22-6-2016/ Ramadan, the month of fasting for Muslims, is a special occasion for worshipping and praying. It is also a special occasion when families prepare their favourite traditional foods and sit down together with relatives and friends to enjoy it.

However, many of us follow bad eating habits and routines during Ramadan.

#Plan your meals

Changes in your eating and sleeping habits can put the body under stress. Plan your schedule and meals ahead of time in order to make sure you get the necessary nutrients, hydration, and rest that your body needs.

Eat sahoor just prior to dawn. This morning meal is generally recognised as the single most important meal of the day. Avoid overeating. Taking heavy meals before sleeping will put the body under stress.

#Foods to eat

Take foods that are rich in complex carbohydrates and protein, fruits or vegetables, and plenty of water.

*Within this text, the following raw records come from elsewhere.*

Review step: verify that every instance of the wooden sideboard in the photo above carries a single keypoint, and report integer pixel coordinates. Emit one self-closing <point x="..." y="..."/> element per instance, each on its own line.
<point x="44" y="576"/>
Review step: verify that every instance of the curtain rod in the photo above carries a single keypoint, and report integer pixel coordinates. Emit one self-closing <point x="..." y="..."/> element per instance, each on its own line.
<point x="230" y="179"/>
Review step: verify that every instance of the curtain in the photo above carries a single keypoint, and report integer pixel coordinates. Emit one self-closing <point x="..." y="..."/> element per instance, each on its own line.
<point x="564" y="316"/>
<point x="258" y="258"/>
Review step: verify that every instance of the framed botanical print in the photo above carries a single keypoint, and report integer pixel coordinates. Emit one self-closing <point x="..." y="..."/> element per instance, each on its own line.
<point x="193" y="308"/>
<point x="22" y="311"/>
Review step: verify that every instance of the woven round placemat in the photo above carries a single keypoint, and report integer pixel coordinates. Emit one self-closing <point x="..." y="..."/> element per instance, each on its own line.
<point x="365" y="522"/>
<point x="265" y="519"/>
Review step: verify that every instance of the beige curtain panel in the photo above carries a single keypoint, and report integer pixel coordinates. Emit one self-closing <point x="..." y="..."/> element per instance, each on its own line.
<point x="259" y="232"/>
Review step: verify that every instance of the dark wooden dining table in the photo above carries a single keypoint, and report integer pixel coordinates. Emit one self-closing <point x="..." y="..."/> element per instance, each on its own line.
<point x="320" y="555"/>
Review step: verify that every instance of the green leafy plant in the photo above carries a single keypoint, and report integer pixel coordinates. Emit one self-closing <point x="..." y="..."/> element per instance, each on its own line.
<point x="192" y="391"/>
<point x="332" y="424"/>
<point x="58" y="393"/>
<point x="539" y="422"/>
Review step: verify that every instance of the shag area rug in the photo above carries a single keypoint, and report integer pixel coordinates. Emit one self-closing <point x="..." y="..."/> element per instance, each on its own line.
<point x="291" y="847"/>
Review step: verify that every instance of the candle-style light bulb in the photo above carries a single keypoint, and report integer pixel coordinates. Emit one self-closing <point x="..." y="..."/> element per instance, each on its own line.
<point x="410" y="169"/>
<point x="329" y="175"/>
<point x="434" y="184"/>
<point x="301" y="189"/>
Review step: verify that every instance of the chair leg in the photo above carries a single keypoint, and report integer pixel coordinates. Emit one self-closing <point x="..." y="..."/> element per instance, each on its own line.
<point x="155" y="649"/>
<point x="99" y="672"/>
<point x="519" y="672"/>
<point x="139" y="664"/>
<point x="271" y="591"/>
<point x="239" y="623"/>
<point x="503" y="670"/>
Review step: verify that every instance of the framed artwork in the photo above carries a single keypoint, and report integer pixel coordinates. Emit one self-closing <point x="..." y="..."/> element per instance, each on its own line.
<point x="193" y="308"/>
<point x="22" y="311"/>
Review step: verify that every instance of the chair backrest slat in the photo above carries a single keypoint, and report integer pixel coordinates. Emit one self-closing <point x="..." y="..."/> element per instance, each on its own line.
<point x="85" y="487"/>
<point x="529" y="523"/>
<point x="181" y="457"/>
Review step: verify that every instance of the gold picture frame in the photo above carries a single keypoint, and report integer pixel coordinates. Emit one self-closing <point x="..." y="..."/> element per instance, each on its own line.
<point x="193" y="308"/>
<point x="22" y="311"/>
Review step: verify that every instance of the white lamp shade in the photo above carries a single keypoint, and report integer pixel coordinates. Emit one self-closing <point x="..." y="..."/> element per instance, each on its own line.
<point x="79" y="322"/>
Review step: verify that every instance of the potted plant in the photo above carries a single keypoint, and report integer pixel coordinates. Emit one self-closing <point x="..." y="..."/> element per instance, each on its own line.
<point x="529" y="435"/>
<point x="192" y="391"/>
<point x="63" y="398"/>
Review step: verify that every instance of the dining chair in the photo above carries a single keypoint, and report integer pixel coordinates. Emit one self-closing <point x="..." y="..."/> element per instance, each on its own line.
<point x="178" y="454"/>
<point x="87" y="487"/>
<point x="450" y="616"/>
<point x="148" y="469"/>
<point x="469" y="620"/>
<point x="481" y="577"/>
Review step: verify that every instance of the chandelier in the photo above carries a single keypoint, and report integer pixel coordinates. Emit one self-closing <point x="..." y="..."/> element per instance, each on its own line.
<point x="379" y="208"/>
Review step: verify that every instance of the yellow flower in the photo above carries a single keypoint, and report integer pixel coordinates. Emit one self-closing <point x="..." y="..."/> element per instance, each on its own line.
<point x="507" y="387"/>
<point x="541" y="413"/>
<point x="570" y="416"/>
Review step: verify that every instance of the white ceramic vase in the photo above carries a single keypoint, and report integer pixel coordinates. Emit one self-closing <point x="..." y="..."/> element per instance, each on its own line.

For example: an egg on whole-grain toast, a few crackers with peanut butter, some orange slices, and two glasses of water.

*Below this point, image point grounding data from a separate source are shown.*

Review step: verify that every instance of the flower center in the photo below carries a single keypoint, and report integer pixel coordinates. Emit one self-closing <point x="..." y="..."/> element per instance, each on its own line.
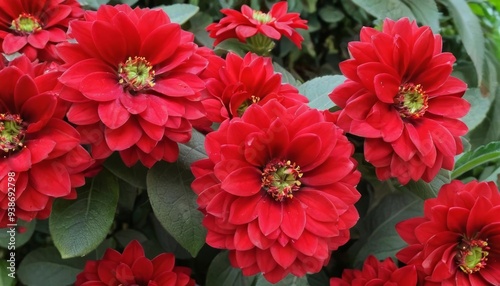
<point x="472" y="255"/>
<point x="245" y="104"/>
<point x="262" y="17"/>
<point x="26" y="24"/>
<point x="281" y="178"/>
<point x="136" y="74"/>
<point x="411" y="101"/>
<point x="12" y="132"/>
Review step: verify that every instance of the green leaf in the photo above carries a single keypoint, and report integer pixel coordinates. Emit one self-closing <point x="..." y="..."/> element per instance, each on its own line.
<point x="331" y="14"/>
<point x="44" y="266"/>
<point x="135" y="175"/>
<point x="429" y="190"/>
<point x="426" y="12"/>
<point x="479" y="108"/>
<point x="469" y="29"/>
<point x="79" y="226"/>
<point x="220" y="272"/>
<point x="289" y="280"/>
<point x="317" y="90"/>
<point x="381" y="9"/>
<point x="20" y="238"/>
<point x="377" y="231"/>
<point x="174" y="204"/>
<point x="286" y="76"/>
<point x="477" y="157"/>
<point x="7" y="273"/>
<point x="180" y="13"/>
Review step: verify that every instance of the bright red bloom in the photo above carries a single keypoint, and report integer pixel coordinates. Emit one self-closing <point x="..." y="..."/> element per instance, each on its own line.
<point x="278" y="189"/>
<point x="457" y="241"/>
<point x="377" y="273"/>
<point x="399" y="95"/>
<point x="241" y="82"/>
<point x="248" y="23"/>
<point x="132" y="90"/>
<point x="133" y="268"/>
<point x="35" y="27"/>
<point x="38" y="149"/>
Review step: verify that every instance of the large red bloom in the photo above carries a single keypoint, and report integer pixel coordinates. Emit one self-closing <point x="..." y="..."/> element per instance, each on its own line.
<point x="377" y="273"/>
<point x="457" y="242"/>
<point x="278" y="189"/>
<point x="399" y="95"/>
<point x="132" y="90"/>
<point x="35" y="27"/>
<point x="40" y="154"/>
<point x="133" y="268"/>
<point x="248" y="23"/>
<point x="241" y="82"/>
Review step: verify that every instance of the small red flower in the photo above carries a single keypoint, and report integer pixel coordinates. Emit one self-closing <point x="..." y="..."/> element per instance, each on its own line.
<point x="277" y="190"/>
<point x="376" y="272"/>
<point x="241" y="82"/>
<point x="400" y="97"/>
<point x="133" y="268"/>
<point x="457" y="241"/>
<point x="249" y="23"/>
<point x="131" y="90"/>
<point x="40" y="154"/>
<point x="35" y="27"/>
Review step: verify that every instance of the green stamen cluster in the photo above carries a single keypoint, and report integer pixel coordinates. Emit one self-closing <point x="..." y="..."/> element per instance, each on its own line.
<point x="281" y="178"/>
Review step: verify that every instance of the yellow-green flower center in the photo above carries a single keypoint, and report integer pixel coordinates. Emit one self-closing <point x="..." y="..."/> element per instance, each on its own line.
<point x="472" y="255"/>
<point x="26" y="24"/>
<point x="12" y="133"/>
<point x="280" y="178"/>
<point x="411" y="101"/>
<point x="245" y="104"/>
<point x="136" y="74"/>
<point x="262" y="17"/>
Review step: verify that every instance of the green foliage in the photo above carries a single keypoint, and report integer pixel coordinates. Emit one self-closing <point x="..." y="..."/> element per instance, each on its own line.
<point x="79" y="226"/>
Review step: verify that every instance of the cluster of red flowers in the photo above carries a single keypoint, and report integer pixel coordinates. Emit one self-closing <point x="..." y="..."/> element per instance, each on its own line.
<point x="279" y="185"/>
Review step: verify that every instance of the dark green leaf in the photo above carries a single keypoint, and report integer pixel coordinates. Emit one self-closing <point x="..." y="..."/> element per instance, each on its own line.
<point x="475" y="158"/>
<point x="289" y="280"/>
<point x="317" y="90"/>
<point x="286" y="76"/>
<point x="469" y="29"/>
<point x="318" y="279"/>
<point x="221" y="272"/>
<point x="381" y="9"/>
<point x="79" y="226"/>
<point x="174" y="204"/>
<point x="429" y="190"/>
<point x="378" y="235"/>
<point x="135" y="175"/>
<point x="331" y="14"/>
<point x="426" y="12"/>
<point x="7" y="273"/>
<point x="44" y="266"/>
<point x="180" y="13"/>
<point x="20" y="238"/>
<point x="479" y="108"/>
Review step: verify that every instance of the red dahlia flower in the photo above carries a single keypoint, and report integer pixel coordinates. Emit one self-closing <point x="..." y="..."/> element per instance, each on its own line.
<point x="133" y="268"/>
<point x="251" y="26"/>
<point x="375" y="273"/>
<point x="457" y="242"/>
<point x="133" y="79"/>
<point x="277" y="190"/>
<point x="35" y="27"/>
<point x="241" y="82"/>
<point x="40" y="154"/>
<point x="399" y="95"/>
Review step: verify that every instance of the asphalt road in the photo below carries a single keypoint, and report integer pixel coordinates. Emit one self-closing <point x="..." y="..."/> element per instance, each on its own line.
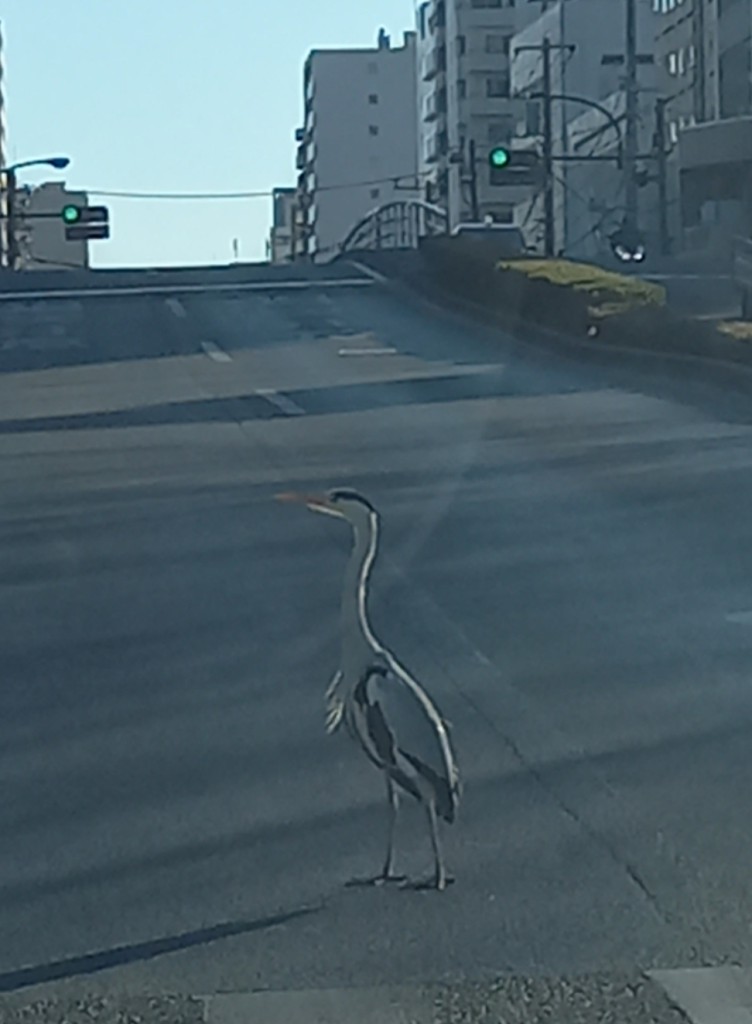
<point x="567" y="563"/>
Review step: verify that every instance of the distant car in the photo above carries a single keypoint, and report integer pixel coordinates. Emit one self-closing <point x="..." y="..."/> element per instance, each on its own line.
<point x="506" y="238"/>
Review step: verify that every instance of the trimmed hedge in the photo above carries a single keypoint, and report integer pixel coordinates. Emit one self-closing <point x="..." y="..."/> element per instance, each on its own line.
<point x="625" y="311"/>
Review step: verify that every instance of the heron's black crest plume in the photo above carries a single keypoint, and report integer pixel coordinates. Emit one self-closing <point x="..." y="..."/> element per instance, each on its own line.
<point x="346" y="494"/>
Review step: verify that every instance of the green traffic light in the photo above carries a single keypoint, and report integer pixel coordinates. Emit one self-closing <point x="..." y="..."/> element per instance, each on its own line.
<point x="71" y="214"/>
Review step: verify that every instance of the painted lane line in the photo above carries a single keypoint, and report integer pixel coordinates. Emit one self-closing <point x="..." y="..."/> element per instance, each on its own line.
<point x="254" y="286"/>
<point x="285" y="404"/>
<point x="215" y="352"/>
<point x="367" y="351"/>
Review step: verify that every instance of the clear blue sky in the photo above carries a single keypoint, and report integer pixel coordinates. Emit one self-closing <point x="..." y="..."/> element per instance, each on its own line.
<point x="163" y="95"/>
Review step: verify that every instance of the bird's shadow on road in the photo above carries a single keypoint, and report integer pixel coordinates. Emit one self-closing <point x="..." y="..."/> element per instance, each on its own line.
<point x="139" y="951"/>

Take care to include mineral rich foods such as banana, raisins, cheese, yoghurt, beans, spinach, etc. in your diet. #When hot, remain indoors

During the hottest part of the day, stay in cool areas (indoors or in shade) and limit your physical activity. Rest if possible.

#Break your fast with a date

Break your fast with dates and either milk, water, or fruit juice. After the Maghreb prayer, continue with a light starter such as soup and crackers or a handful of oats. After a long period of fasting, you need to bring your fluids and blood sugar level up without overdoing it.

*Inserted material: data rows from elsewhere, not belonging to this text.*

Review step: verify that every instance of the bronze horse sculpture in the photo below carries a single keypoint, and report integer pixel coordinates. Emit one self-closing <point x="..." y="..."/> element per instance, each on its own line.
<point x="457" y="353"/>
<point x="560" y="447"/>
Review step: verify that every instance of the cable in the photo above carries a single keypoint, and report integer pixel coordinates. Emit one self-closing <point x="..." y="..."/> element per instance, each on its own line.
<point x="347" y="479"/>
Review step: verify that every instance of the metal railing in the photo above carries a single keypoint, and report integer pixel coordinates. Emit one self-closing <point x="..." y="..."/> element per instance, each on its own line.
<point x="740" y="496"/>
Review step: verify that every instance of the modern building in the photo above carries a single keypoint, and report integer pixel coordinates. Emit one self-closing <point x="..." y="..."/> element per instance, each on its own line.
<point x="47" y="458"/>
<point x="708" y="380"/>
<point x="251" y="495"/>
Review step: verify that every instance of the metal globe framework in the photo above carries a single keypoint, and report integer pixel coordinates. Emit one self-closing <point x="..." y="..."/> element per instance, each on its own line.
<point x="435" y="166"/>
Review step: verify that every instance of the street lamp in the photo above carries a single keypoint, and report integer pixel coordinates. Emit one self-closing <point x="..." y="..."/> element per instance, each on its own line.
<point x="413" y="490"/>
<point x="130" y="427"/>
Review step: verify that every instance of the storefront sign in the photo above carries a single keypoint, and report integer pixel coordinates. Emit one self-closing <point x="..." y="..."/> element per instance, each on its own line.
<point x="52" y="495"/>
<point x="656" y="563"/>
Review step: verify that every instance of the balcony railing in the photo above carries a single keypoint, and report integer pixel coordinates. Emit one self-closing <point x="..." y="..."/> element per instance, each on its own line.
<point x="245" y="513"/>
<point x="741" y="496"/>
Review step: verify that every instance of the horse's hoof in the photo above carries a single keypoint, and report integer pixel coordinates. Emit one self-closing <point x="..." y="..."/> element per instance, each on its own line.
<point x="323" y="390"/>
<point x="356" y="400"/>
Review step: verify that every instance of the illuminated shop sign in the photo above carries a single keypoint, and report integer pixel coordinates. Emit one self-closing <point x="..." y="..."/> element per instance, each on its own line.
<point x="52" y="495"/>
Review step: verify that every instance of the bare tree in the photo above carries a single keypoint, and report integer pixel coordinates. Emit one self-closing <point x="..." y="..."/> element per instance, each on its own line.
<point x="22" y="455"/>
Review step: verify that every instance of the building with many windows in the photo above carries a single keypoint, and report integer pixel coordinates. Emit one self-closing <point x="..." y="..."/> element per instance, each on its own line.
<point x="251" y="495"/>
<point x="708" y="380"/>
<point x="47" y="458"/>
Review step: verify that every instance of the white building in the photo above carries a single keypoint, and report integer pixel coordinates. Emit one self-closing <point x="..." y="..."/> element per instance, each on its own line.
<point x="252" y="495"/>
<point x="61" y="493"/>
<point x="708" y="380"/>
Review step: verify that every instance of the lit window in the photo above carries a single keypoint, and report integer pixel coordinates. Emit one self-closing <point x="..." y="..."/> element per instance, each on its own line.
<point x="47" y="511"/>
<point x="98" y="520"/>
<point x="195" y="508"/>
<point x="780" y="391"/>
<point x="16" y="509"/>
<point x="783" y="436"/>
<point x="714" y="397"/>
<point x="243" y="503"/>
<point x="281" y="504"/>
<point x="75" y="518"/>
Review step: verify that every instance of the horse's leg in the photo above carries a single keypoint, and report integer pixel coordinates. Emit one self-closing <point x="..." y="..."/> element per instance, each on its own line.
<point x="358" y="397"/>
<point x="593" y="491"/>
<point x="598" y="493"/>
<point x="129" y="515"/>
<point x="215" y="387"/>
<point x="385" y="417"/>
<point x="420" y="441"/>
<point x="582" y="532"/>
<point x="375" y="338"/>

#Make healthy dinner choices

During the early evening (after Maghreb), have a healthy and balanced dinner. Make sure you have a well-balanced dinner which contains items from each of the food groups such as bread/cereals, fish/chicken/meat, vegetables, fruits and dairy products. Eat your meals slowly.

For the bread or cereal group, especially for sahoor choose from whole grains, seeds, oats, semolina, beans, lentils, rice and wheat, as these are slow digesting foods. They can last up to 8 hours and help keep you going and prevents constipation.

Different coloured vegetables and fruits will be providing you with the phytonutrients and antioxidants necessary for your body’s protection against certain diseases

Fasting can often increase gastric acidity levels, leading to heaviness in the stomach, burning sensation or sour mouth. So, to avoid this, it is better to eat foods rich in fibre such as whole wheat bread or cereals with milk, beans, hummus, vegetables and fruit for suhoor.

#How not to overeat

Do not overeat, and be sure to drink a few more glasses of fluids. Water flushes out toxins from our body and prevents dehydration. Sip on water throughout the evening.

Aim for 8 glasses by bedtime. To help you keep track, fill and refill a water bottle with a measured amount of water, and be sure to finish it. During the evening hours, resist the temptation to drink tea, coffee, cola and soda. When visiting friends or family, ask for glasses of water. Serve yourself, your family, and guests a "dessert" of fresh fruit and nuts. There are lovely choices available in this season, and they are much healthier than chocolates and candy.

#Exercise

Light exercise, such as walking for 15-20 minutes, is best done in the evening hours. Do not over exercise. #Foods to avoid

Avoid fried and spicy foods as they may cause heartburn or indigestion and salty food too, as this can make you feel thirsty during long hours of fasting.

Poorly controlled diabetics, diabetics on insulin, diabetics on oral medication, severe hypertensive and cardiac patients should not fast without previous consultation with the doctor.